If you bind a name to a different object, that's just what happens. There's no magic done to the other names, they stay just the way they are.
As for the example with lists:
In [1]: smalllist = [0, 1, 2]
In [2]: biglist = [smalllist]
In [3]: biglist
Out[3]: [[0, 1, 2]]
Instead of In[1] and In[2], I might have written:
In [1]: biglist = [[0, 1, 2]]
In [2]: smalllist = biglist[0]
This is equivalent.
The important thing to see here, is that biglist is a list with one item. This one item is, of course, an object. The fact that it is a list does not conjure up some magic, it's just a simple object that happens to be a list, that we have attached to the name smalllist.
So, accessing biglist[i] is exactly the same as accessing smalllist, because they are the same object. We never made a copy, we passed the object.

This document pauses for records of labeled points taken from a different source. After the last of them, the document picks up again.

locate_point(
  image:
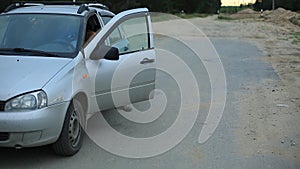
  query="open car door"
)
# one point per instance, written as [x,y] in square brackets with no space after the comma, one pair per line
[131,78]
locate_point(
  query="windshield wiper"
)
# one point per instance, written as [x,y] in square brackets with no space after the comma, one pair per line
[36,52]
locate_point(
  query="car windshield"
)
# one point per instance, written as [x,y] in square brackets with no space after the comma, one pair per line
[53,34]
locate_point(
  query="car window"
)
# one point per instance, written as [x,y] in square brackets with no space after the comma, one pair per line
[106,19]
[130,36]
[49,33]
[93,25]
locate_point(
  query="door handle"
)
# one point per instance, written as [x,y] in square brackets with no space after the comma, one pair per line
[147,60]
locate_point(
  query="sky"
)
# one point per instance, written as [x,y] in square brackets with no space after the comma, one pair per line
[236,2]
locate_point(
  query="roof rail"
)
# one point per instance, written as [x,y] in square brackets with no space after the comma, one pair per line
[19,5]
[86,4]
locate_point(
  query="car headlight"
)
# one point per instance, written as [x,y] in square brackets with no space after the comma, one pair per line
[29,101]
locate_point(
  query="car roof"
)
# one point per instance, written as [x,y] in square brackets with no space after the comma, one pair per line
[59,9]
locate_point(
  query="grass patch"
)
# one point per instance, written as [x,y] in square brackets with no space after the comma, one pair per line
[233,9]
[296,37]
[228,18]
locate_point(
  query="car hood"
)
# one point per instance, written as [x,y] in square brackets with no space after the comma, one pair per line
[21,74]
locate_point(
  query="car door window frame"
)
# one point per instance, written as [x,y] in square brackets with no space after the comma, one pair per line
[122,20]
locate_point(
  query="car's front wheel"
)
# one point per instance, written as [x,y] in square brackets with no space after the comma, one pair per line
[71,137]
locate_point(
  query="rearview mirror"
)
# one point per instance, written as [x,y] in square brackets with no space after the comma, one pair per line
[105,52]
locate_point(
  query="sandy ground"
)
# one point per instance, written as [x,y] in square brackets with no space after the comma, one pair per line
[269,113]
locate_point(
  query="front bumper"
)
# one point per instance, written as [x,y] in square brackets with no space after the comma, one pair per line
[33,128]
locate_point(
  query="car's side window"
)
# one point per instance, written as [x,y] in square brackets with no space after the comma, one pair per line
[3,28]
[106,19]
[93,25]
[130,36]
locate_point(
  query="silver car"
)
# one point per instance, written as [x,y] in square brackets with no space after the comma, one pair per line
[61,63]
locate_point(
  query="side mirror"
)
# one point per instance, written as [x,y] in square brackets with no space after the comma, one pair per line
[105,52]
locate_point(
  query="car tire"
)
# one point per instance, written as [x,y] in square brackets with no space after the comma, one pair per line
[72,134]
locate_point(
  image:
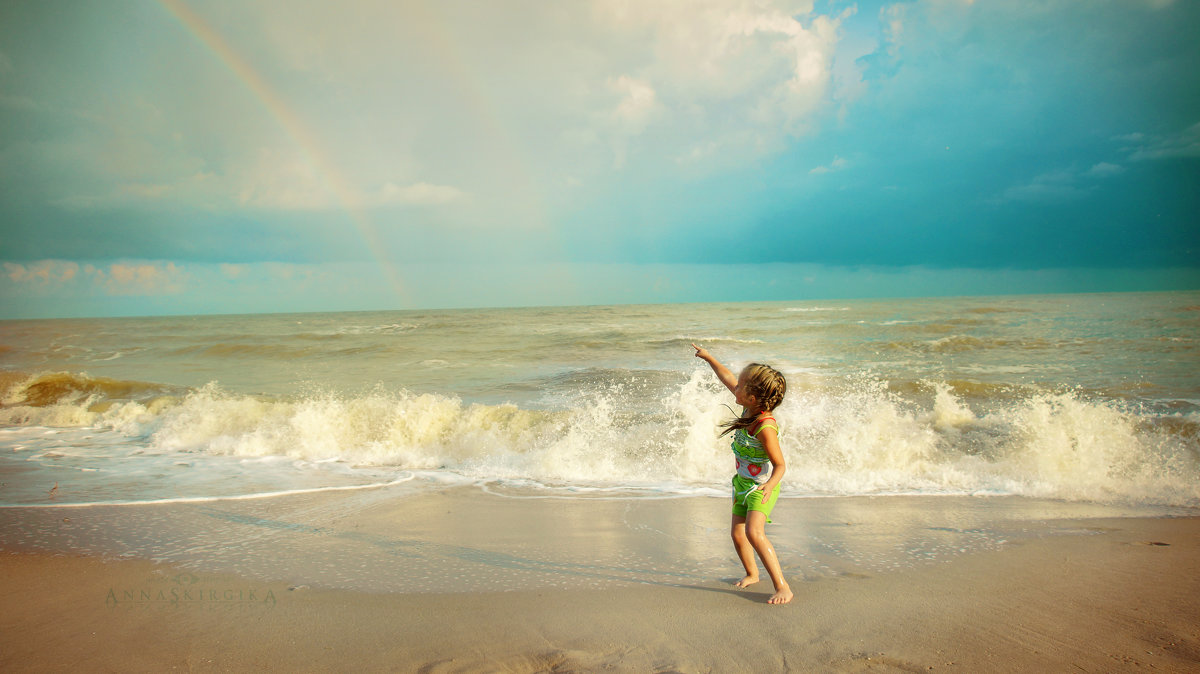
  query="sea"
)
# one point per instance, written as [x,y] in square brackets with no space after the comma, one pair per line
[1090,398]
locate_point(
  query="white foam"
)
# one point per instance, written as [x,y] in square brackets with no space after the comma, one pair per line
[211,499]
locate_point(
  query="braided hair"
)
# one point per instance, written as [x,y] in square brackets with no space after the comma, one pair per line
[767,385]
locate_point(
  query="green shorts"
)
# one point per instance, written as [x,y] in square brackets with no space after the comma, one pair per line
[748,497]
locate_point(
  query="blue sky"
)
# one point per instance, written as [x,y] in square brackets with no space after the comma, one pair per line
[226,156]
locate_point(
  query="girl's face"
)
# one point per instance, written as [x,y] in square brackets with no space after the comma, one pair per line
[741,395]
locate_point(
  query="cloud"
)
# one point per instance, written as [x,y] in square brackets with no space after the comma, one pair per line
[637,102]
[1183,144]
[1104,169]
[41,272]
[138,277]
[838,163]
[1048,187]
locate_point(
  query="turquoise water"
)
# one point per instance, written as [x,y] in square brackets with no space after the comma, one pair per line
[1077,397]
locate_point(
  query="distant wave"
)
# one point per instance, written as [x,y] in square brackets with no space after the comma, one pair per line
[226,498]
[841,437]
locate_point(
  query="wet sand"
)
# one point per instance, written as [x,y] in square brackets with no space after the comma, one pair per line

In [14]: smalllist is biglist[0]
Out[14]: True
Because lists are mutable, we can change smallist, and see the change reflected in biglist. Why? Because we actually modified the object referred to by smallist. We still have the same object (apart from the fact that it's changed). But biglist will "see" that change because as its first item, it references that very same object.
In [4]: smalllist[0] = 3
In [5]: biglist
Out[5]: [[3, 1, 2]]
The same is true when we "double" the list:
In [11]: biglist *= 2
In [12]: biglist
Out[12]: [[0, 1, 2], [0, 1, 2]]
What happens is this: We have a list: [object1, object2, object3] (this is a general example)
What we get is: [object1, object2, object3, object1, object2, object3]: It will just insert (i.e. modify "biglist") all of the items at the end of the list. Again, we insert objects, we do not magically create copies.
So when we now change an item inside the first item of biglist:
In [20]: biglist[0][0]=3
In [21]: biglist
Out[21]: [[3, 1, 2], [3, 1, 2]]
We could also just have changed smalllist, because for all intents and purposes, biglist could be represented as: [smalllist, smalllist] -- it contains the very same object twice.